6月8日(金)~10日(日)に大阪国際会議場にて日本東洋医学会学術総会が開催され、同学会の産婦人科ワークショップにて漢方不妊治療の発表をしました。学会の準備に終われ、暫くブログを休んでいましたが、今回からまた再会します。引き続き、これからの”子供作り”に役立つ母体作り、体の仕組みや健康などについて、分かりやすく説明していくつもりです。今後とも、よろしくお願いいたします。

さて、今回は、前回の「頭痛・生理痛・便秘の続きです。今回のテーマは便秘です。
この便秘もやはり冷えに関連します。標題の『温下剤(おんげざい)』は、温めて下すと云う意味ですが、これは慢性的な便秘改善の極意でもあります。

冷たい物を飲んだり食べたりしておこる急性の冷えは下痢ですが、慢性の冷えは腸が冷えて動きが鈍くなったもので、便秘の大きな原因になります。
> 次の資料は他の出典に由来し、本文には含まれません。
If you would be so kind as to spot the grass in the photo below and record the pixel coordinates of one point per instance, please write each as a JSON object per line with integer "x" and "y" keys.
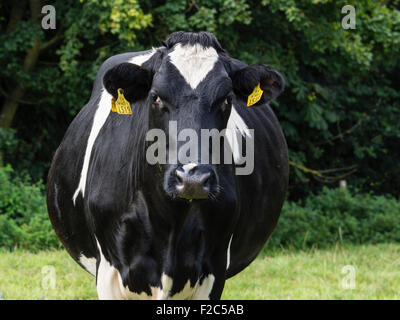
{"x": 307, "y": 274}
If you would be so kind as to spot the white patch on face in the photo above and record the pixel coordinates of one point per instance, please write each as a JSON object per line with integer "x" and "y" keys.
{"x": 139, "y": 60}
{"x": 99, "y": 119}
{"x": 193, "y": 62}
{"x": 228, "y": 254}
{"x": 88, "y": 263}
{"x": 236, "y": 124}
{"x": 187, "y": 167}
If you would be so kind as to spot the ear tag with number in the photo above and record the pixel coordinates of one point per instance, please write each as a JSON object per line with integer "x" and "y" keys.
{"x": 121, "y": 105}
{"x": 255, "y": 96}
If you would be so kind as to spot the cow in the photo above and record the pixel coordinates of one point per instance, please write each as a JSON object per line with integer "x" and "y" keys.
{"x": 169, "y": 230}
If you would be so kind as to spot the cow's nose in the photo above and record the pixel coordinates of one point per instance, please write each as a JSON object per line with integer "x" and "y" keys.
{"x": 194, "y": 181}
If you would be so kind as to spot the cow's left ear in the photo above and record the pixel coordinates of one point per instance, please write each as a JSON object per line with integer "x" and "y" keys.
{"x": 246, "y": 80}
{"x": 134, "y": 80}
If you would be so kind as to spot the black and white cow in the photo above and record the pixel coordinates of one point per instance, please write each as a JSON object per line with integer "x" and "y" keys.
{"x": 172, "y": 230}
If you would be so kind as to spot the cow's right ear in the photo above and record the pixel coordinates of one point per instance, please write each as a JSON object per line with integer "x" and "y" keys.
{"x": 246, "y": 79}
{"x": 134, "y": 80}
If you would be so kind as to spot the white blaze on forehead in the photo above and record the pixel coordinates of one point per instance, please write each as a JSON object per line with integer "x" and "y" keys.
{"x": 187, "y": 167}
{"x": 193, "y": 62}
{"x": 110, "y": 286}
{"x": 88, "y": 263}
{"x": 100, "y": 117}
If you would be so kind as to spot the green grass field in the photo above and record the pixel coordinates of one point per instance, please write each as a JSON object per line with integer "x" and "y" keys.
{"x": 309, "y": 274}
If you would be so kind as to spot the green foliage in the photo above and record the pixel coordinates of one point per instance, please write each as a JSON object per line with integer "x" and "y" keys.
{"x": 338, "y": 215}
{"x": 24, "y": 222}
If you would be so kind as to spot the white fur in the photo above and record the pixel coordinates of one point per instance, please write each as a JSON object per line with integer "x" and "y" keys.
{"x": 88, "y": 263}
{"x": 99, "y": 119}
{"x": 236, "y": 127}
{"x": 193, "y": 62}
{"x": 187, "y": 167}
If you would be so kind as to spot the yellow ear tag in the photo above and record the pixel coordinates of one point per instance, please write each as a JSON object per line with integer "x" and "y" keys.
{"x": 255, "y": 96}
{"x": 122, "y": 106}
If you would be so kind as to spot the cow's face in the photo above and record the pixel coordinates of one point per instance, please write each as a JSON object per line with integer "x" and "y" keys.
{"x": 188, "y": 89}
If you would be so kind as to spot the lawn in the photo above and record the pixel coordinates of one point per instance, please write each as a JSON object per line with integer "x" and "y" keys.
{"x": 355, "y": 272}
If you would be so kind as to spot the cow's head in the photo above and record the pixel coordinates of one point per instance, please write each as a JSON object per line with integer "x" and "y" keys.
{"x": 188, "y": 85}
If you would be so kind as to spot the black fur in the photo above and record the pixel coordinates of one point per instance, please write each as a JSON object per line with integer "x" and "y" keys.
{"x": 134, "y": 80}
{"x": 127, "y": 206}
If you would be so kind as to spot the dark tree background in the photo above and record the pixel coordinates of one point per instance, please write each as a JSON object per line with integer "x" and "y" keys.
{"x": 340, "y": 111}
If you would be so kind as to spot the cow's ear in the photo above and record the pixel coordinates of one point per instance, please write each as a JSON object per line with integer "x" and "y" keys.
{"x": 246, "y": 80}
{"x": 134, "y": 80}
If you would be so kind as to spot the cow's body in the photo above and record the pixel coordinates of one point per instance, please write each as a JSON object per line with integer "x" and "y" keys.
{"x": 127, "y": 232}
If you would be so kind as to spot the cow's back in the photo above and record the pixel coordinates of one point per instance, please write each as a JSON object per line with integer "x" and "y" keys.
{"x": 65, "y": 204}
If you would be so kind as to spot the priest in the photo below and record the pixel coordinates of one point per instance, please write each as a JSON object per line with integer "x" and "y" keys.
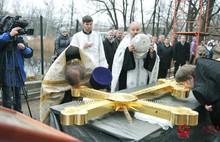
{"x": 135, "y": 62}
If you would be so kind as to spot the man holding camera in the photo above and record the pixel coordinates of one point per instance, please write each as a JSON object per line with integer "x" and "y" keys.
{"x": 13, "y": 50}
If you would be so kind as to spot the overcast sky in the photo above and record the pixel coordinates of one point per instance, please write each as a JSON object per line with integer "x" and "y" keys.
{"x": 81, "y": 6}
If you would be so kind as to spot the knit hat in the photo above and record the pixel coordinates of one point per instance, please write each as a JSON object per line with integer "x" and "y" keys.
{"x": 63, "y": 29}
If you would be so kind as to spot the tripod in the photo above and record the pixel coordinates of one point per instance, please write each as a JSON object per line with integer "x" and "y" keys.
{"x": 15, "y": 82}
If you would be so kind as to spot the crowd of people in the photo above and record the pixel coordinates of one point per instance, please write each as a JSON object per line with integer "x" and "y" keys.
{"x": 129, "y": 68}
{"x": 86, "y": 50}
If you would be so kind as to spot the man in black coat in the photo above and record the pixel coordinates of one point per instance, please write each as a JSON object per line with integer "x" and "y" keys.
{"x": 181, "y": 53}
{"x": 109, "y": 48}
{"x": 204, "y": 81}
{"x": 165, "y": 52}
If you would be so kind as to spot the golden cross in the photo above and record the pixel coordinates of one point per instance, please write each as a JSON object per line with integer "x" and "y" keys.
{"x": 108, "y": 102}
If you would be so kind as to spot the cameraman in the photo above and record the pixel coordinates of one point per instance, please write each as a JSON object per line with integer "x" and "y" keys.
{"x": 11, "y": 85}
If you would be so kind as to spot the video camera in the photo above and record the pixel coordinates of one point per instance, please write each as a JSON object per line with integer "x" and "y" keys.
{"x": 7, "y": 23}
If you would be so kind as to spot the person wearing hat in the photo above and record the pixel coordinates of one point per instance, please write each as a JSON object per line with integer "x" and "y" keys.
{"x": 204, "y": 80}
{"x": 87, "y": 48}
{"x": 90, "y": 42}
{"x": 131, "y": 61}
{"x": 61, "y": 42}
{"x": 209, "y": 50}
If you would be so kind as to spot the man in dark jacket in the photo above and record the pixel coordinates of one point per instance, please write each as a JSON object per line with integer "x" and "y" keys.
{"x": 204, "y": 81}
{"x": 61, "y": 42}
{"x": 109, "y": 48}
{"x": 165, "y": 52}
{"x": 181, "y": 53}
{"x": 13, "y": 50}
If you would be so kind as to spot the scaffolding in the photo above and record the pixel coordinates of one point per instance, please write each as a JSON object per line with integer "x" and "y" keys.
{"x": 188, "y": 22}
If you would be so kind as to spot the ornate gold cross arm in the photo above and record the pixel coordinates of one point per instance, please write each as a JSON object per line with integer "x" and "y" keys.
{"x": 176, "y": 115}
{"x": 107, "y": 102}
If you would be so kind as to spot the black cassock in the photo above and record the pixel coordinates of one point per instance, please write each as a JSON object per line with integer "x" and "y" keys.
{"x": 207, "y": 86}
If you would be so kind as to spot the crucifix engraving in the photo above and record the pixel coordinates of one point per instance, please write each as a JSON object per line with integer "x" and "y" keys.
{"x": 108, "y": 102}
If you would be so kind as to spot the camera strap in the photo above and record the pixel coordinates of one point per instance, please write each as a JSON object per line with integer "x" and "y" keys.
{"x": 3, "y": 20}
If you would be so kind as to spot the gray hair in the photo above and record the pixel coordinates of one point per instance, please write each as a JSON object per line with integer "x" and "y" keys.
{"x": 74, "y": 72}
{"x": 185, "y": 72}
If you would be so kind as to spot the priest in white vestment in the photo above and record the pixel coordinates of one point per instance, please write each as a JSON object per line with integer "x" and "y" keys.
{"x": 132, "y": 68}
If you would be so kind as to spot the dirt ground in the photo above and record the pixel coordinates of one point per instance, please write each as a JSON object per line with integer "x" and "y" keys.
{"x": 34, "y": 108}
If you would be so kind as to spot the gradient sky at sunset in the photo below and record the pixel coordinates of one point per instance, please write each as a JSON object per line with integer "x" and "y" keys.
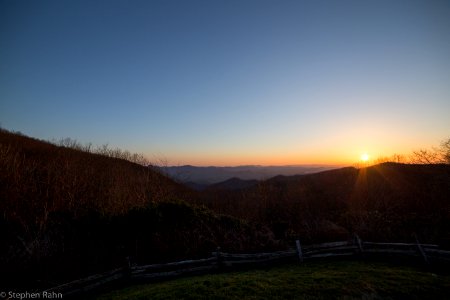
{"x": 229, "y": 82}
このような便秘に瀉下剤の「センナ」のようなものだけを服用しても、余計に腸を冷やして下痢や軟便になってしまいます。すっきりとした気持ちの良い便通ではありません。男性などで暑がりで体内に熱がこもるタイプの人は、便も熱で乾燥して固くなって便秘になります。そのような場合は、瀉下剤のような腸を冷やす便通薬でも構いません。しかし、女性でこのような方はほとんどいません。

多くの女性の場合、便秘の原因の大半は冷えです。そのような時は、まず冷え症の薬を服用し、腸を温めて動かし、その動いた腸に下剤を少し加えます。

先ほども述べましたが、急性な冷えは下痢、慢性の冷えは便秘になります。便秘だからといって、センナや乳製品、冷たい水分だけに頼っていると、体がより一層冷えていきます。その時は出るかもしれませんが、腸も冷えて動かなくなり、ますます酷い慢性的な便秘になっていきます。普通の便秘薬の多くは『寒下剤(瀉下剤)』です。ただ身体を冷し、腸を冷し下すだけの薬です。そして、それは子宮・卵巣を冷すことになり、ひいては不妊症にもつながります。

漢方の場合では、冷えからくる便秘には『温下剤(おんげざい)』を使います。腸を温め、動きを良くし、そこに下剤を使います。温めて動きの良くなった腸に使うので、下剤が少ない分量で済み、無理なく気持ち良く便秘を治す事ができます。冷え症の患者さんの中には、この温下剤を服用し、体が暖まって便秘が治り、その結果として妊娠する人もいます。それだけ身体を温めることが不妊治療では大事になってくるのです。

そして、瘀血や水毒のある人は、より冷えの影響を強く受けます。体重の増加やホルモン剤の過剰投与は新たな瘀血を生み出し、水分の過剰摂取は新たな水毒を生み出します。日頃から、意識を持って生活に十分に注意を払う事が大切だと思います。